Robust Aluminum Nitride Passivation of Silicon Carbide with Near-Surface Quantum Emitters for Quantum Computing and Sensing Applications

TL;DR

This study demonstrates that aluminum nitride passivation effectively stabilizes near-surface quantum emitters in silicon carbide, enhancing their optical properties for quantum computing and sensing applications.

Contribution

First principles calculations show AlN passivation removes surface states and restores optical properties of SiC quantum emitters, offering a stable surface treatment.

Findings

AlN passivation removes surface states from SiC.

Restores optical properties of silicon vacancy defects.
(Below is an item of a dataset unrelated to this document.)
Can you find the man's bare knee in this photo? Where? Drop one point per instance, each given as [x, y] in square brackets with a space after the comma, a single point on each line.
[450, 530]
Identifies a new defect at the SiC-AlN interface.

Abstract

Silicon carbide (SiC) hosts a number of point defects that are being explored as single-photon emitters for quantum applications. Unfortunately, these quantum emitters lose their photostability when placed in proximity to the surface of the host semiconductor. In principle, a uniform passivation of the surface's dangling bonds by simple adsorbates, such as hydrogen or mixed hydrogen/hydroxyl groups, should remove detrimental surface effects. However, the usefulness of atomic and molecular passivation schemes is limited by their lack of long-term chemical and/or thermal stability. In this first principles work, we use aluminum nitride (AlN) to passivate SiC surfaces in a core-shell nanowire model. By using a negatively charged silicon vacancy in SiC as the proof-of-principle quantum emitter, we show that AlN-passivation is effective in removing SiC surface states from the band gap and in restoring the defect's optical properties. We also report the existence of a silicon vacancy-based defect at the SiC-AlN interface, which displays distinct spin and optical properties as compared to the other well-studied defects in SiC.